In this blog, we will show you how to use CocoIndex to build text embeddings from Google Drive for RAG step by step including how to setup Google Cloud Service Account for Google Drive. CocoIndex is an open source framework to build fresh indexes from your data for AI. It is designed to be easy to use and extend.
You can find the full code here. Have your data pipeline running within ~50 lines of Python code in minutes, check it out 🤗!
It'd mean a lot to us if you could give Cocoindex on Github a star to support us if you like our work. Thank you so much with a warm coconut hug 🥥🤗.
If you don't have Postgres installed, please refer to the installation guide.
CocoIndex provides native builtin to support Google Drive as a source. You could find the full documentation here.
You need to create a Google Cloud account if you don't have one already. Go to the Google Cloud Console and sign up or sign in.
Once you've logged into Google Cloud Console, you need to select an existing project or create a new one. Click on the project selector dropdown at the top of the page:
In Google Cloud Console, search for Service Accounts, to enter the IAM & Admin / Service Accounts page.
Click on "CREATE SERVICE ACCOUNT" at the top of the page:
Fill in the service account name, e.g. cocoindex-test
. And make a note on that email address, you will need it in the later step.
Click on "CREATE" to create the service account. You will see the service account created successfully.
Click on "Actions" and select "Manage Keys".
Select "Add Key" and select "Create new key".
Choose "JSON" as the key type and click "Create".
The key file will be downloaded to your computer. Depends on the browser setting, it start download automatically or may pop up a dialog to for the location to download. Keep this file secure as it provides access to your Google Drive resources. It looks like this:
{
"type": "service_account",
"project_id": "cocoindexdriveexample",
"private_key_id": "key_id",
"private_key": "PRIVATE_KEY",
"client_email": "cocoindex-test@cocoindexdriveexample.iam.gserviceaccount.com",
"client_id": "id",
"auth_uri": "https://accounts.google.com/o/oauth2/auth",
"token_uri": "https://oauth2.googleapis.com/token",
"auth_provider_x509_cert_url": "https://www.googleapis.com/oauth2/v1/certs",
"client_x509_cert_url": "https://www.googleapis.com/robot/v1/metadata/x509/cocoindex-test%40cocoindexdriveexample.iam.gserviceaccount.com",
"universe_domain": "googleapis.com"
}
Search for "Google Drive API" and select it.

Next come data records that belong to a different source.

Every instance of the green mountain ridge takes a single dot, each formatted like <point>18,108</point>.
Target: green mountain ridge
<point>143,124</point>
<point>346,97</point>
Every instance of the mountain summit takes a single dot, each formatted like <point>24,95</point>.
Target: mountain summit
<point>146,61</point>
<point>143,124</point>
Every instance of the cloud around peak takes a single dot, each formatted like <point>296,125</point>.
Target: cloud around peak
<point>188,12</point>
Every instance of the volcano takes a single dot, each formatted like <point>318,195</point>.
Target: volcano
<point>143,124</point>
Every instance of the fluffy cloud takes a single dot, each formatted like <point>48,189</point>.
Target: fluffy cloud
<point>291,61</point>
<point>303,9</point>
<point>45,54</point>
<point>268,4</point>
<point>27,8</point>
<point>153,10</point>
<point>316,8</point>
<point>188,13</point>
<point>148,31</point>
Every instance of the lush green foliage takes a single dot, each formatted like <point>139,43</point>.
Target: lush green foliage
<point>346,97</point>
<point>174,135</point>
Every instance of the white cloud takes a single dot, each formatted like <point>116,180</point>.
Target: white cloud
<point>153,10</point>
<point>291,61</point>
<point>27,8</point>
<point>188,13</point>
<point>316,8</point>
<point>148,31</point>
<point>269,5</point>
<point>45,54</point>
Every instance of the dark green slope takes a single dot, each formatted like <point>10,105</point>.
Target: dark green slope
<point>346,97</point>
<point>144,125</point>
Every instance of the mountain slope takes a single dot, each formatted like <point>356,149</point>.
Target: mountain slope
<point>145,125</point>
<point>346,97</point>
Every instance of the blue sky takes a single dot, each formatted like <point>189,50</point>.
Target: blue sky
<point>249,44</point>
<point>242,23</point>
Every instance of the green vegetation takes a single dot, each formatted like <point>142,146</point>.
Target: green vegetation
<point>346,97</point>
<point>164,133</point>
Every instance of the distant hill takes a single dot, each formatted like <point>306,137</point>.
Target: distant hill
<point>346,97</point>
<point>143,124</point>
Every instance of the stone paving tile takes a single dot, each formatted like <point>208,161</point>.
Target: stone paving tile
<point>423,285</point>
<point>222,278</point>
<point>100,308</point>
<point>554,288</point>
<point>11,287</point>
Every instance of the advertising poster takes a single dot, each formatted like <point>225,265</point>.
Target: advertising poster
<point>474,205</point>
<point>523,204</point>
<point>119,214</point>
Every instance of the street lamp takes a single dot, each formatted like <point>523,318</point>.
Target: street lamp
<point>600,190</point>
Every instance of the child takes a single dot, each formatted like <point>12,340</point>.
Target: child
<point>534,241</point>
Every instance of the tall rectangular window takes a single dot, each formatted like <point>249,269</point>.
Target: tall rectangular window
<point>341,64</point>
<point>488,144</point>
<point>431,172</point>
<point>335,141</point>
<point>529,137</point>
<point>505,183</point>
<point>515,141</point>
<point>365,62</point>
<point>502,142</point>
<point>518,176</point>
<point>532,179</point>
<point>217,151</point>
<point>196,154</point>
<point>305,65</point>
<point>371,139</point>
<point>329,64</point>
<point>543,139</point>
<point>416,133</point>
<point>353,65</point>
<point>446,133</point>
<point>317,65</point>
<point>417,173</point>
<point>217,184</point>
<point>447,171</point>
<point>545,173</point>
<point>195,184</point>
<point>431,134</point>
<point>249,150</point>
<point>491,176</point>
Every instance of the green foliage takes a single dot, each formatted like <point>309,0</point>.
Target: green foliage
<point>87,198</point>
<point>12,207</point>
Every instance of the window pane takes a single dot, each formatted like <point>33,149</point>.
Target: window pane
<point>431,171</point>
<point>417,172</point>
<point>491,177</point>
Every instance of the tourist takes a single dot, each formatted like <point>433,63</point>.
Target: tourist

Make sure it is enabled. You can check it from the page.
Create a new folder or use an existing folder in your Google Drive.
cocoindex-test@cocoindexdriveexample.iam.gserviceaccount.com
.Share the folder with the service account. Enter the service account email address (e.g., cocoindex-test@cocoindexdriveexample.iam.gserviceaccount.com
) and give it "Viewer" access.
Note the folder ID from the URL when you open the folder. The URL will look like:
https://drive.google.com/drive/folders/1AbCdEfGhIjKlMnOpQrStUvWxYz
The folder ID is the part after folders/
(in this example: 1AbCdEfGhIjKlMnOpQrStUvWxYz
). You'll need this folder ID when connecting to the Google Drive API.
Now you are all set! 🎉 You can start to build your text embeddings from Google Drive. 📁✨
Create a pyproject.toml
file in the root directory.
[project]
name = "gdrive-text-embedding"
version = "0.1.0"
description = "Simple example for cocoindex: build embedding index based on Google Drive files."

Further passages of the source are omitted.